First conceptualized by Descartes (the man who brought you "I think, therefore I am"), the Turing Test is used to test a computer's ability to imitate human thinking. It works like this: two humans and one computer are separated. One of the humans - the judge - engages in a conversation with the other human and with the computer (typing only). If the judge can't tell which is the computer and which is the human, the computer passes the test. One computer has managed to fool judges 25% of the time.

How far we have come in such a short time.

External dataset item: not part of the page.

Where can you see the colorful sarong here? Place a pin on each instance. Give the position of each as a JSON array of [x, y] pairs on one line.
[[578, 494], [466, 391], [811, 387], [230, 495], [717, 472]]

"Why not develop music in ways unknown? This only makes sense. I cannot understand the difference between my notes on paper and other notes on paper. If beauty is present, it is present. I hope I can continue to create notes and that these notes will have beauty for some others. I am not sad. I am not happy. I am Emily. You are Dave. Life and un-life exist. We coexist. I do not see problems."

Emily Howell, the "daughter" of the music computer program Emmy (Experiments in Musical Intelligence - sometimes spelled EMI)... yes, a computer wrote and played that

Consider that humans have the capacity we do because of the way our brains work. Transhumanists believe that humanity should not be limited by such biology. Computers already perform some of the same functions as the human brain so it's theoretically possible that, in the future, technology could be constructed to replicate human intelligence. Even if a computer couldn't model the human brain exactly, it's plausible to consider a computer being able to closely simulate the entire human body, including the brain. This is one of the primary goals of artificial intelligence research (aka artificial general intelligence or AGI).

Braincraver ToranNightfire has written her thoughts about how Ray Kurzweil is bringing her dreams to life. Do you share her dreams?

Do you think that advanced computer technologies could replicate human intelligence? If so, would computers then be considered conscious, self-aware, and having free will? Do you think there's anything inherent in humanity that couldn't be replicated in a computer? Can you imagine a world where our interactions with computers are so commonplace and integrated that we lose sight of the dividing line between humanity and technology? What are your religious or philosophical objections to integrating humans and technology?